The precise mechanism of relative colonic atony in these patients is not as yet completely understood. Apart from the known fibrosis and myoelectric abnormalities, disturbances in the levels of gut regulatory peptides have been reported.13 Plasma concentrations of motilin, corticotropin releasing hormone, neuropeptide Y and peptide YY were all found to be significantly increased in scleroderma patients. It is not yet clear whether these are primary or secondary phenomena or how important these are in determining colonic motility.
While the colon in scleroderma is often hypomotile it is recognised that increasing stool bulk, and therefore colonic diameter, can improve colonic contraction. Thus the gradual introduction of fibre in the diet may soften stools and improve bowel symptoms in some cases. Alternatively osmotic agents such as lactulose may be also be tried with some success. Frequently an explanation of patients relative constipation while on a low fibre diet is acceptable and all that can be achieved.

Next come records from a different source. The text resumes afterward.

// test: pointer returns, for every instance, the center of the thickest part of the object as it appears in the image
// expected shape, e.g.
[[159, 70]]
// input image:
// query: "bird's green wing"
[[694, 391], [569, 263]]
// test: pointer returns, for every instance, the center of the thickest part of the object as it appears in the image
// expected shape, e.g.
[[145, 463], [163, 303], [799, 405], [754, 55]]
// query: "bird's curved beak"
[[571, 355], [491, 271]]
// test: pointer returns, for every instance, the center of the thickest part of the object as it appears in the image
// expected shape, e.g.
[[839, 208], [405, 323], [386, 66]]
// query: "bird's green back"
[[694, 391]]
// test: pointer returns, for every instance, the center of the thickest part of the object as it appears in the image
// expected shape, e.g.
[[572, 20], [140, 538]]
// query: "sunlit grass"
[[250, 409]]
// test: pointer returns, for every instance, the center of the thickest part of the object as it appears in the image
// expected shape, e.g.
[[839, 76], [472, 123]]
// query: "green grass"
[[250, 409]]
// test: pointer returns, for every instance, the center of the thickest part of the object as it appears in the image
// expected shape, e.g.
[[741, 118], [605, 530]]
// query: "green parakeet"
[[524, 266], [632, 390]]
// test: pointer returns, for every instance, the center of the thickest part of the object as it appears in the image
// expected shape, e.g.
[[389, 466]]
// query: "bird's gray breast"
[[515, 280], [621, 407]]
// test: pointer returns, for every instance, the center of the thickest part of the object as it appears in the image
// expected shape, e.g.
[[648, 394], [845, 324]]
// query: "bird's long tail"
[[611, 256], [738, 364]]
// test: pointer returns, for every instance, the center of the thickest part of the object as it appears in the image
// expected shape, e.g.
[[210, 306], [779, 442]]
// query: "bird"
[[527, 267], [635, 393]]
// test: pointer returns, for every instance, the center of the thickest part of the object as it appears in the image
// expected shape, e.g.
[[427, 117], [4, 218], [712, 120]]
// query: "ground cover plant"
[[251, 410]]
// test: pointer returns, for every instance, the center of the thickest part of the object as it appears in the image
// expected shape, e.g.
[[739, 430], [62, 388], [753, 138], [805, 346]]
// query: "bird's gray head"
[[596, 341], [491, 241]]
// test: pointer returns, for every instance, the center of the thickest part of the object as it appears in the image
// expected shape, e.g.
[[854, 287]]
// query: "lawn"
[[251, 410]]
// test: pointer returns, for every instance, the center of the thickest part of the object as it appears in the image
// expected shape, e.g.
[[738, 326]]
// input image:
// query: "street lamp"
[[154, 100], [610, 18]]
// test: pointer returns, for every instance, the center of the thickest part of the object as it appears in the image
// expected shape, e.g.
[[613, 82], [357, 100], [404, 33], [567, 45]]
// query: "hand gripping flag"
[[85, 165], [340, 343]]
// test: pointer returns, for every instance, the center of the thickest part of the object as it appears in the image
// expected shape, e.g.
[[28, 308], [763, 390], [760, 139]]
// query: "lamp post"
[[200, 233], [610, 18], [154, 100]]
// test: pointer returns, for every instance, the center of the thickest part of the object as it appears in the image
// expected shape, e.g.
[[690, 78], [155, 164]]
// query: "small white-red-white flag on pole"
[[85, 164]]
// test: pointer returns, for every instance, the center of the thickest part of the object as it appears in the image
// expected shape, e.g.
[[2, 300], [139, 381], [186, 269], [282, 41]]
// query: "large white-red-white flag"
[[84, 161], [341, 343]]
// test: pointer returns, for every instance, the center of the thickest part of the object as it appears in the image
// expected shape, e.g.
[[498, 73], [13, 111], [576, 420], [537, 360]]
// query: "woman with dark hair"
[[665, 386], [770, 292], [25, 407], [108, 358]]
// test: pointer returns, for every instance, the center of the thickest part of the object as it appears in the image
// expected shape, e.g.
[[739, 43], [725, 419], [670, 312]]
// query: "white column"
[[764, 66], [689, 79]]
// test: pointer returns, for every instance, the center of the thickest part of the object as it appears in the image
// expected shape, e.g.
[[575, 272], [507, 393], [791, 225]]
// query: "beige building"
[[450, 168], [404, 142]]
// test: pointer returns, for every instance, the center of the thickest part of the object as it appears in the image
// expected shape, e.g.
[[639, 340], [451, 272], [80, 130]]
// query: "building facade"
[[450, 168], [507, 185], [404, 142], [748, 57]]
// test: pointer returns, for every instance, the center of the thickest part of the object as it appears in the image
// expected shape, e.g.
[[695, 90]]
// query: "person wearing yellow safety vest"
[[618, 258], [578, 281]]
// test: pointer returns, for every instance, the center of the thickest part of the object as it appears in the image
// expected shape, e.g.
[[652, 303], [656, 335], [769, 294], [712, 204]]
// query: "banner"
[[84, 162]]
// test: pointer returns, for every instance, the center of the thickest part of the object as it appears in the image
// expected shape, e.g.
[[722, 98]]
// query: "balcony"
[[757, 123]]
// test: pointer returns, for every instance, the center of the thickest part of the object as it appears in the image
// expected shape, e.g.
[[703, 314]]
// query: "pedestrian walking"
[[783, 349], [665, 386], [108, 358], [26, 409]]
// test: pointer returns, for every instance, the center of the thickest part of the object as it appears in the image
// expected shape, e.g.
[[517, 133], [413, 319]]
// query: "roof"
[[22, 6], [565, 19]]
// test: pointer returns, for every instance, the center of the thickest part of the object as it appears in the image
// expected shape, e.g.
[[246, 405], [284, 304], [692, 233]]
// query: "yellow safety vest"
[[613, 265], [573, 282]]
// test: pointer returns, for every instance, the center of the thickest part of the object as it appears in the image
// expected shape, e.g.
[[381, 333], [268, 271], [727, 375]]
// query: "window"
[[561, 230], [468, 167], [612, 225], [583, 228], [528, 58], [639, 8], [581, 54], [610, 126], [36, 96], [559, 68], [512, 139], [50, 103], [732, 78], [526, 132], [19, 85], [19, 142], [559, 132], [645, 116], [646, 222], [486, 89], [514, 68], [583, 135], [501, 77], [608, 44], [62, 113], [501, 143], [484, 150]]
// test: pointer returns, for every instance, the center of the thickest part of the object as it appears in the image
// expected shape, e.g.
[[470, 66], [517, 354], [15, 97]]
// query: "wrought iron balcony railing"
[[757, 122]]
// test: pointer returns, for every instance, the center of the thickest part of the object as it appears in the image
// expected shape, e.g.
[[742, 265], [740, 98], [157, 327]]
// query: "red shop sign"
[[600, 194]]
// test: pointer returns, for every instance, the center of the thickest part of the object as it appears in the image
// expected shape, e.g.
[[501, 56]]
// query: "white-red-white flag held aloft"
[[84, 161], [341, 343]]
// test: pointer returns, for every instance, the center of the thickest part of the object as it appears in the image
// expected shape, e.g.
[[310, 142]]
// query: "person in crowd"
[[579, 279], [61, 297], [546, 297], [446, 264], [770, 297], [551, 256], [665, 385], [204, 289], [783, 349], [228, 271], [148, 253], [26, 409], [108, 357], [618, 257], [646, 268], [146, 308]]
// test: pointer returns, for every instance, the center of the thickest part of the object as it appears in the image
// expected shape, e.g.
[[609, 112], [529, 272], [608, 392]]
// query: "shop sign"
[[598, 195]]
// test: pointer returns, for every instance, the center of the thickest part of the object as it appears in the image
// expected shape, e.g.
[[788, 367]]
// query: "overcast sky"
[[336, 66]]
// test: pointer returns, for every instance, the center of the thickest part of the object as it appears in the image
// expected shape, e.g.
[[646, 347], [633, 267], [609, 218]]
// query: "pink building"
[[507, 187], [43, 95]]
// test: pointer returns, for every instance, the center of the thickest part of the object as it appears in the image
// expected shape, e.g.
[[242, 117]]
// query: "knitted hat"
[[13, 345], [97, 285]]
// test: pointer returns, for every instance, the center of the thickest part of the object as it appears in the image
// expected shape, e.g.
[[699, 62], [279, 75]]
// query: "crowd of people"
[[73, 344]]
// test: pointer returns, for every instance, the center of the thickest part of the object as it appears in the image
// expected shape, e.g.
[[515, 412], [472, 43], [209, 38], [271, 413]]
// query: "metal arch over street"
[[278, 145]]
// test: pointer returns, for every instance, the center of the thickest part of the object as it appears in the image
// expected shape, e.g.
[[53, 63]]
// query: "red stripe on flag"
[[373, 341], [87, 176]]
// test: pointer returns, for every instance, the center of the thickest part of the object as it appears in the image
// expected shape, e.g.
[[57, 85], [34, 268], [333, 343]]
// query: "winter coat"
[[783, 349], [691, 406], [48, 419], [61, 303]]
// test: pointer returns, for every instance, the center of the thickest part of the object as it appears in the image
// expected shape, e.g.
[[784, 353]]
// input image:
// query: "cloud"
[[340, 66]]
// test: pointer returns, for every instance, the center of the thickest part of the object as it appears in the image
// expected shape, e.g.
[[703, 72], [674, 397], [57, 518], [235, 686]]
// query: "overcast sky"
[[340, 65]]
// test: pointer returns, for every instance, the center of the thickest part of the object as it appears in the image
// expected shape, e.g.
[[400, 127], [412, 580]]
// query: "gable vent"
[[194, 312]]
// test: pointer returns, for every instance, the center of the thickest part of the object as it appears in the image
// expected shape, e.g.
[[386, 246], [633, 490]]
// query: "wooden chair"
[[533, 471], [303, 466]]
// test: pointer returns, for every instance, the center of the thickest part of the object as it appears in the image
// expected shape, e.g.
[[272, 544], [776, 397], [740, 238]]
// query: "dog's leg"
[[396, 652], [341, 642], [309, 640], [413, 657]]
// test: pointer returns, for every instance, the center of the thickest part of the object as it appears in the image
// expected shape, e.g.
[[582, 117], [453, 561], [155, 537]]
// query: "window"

All four patients we report here described considerable abdominal pain and three required hospital admission. The potential seriousness of this should not be underestimated, as both colonic perforation and even deaths have been reported in patients with scleroderma.14-16 In retrospect the use of picolax in two of these cases may be questioned, as this powerful colonic stimulant might increase the chances of perforation. Fortunately their pseudo-obstruction settled with these conservative measures without complication. Nevertheless, care should always be taken in such cases. Even a barium enema study should be carefully considered, as colonic atony with barium impaction has been reported.17
If patients with systemic sclerosis present with symptoms of constipation, any advice to increase dietary fibre should be used with caution. Alternative methods including osmotic agents such as lactulose should be considered.
If increased fibre intake is thought necessary it should be introduced gradually.
In general these patients should avoid increased colonic loading and encouraged to accept infrequent bowel movements on a low fibre diet.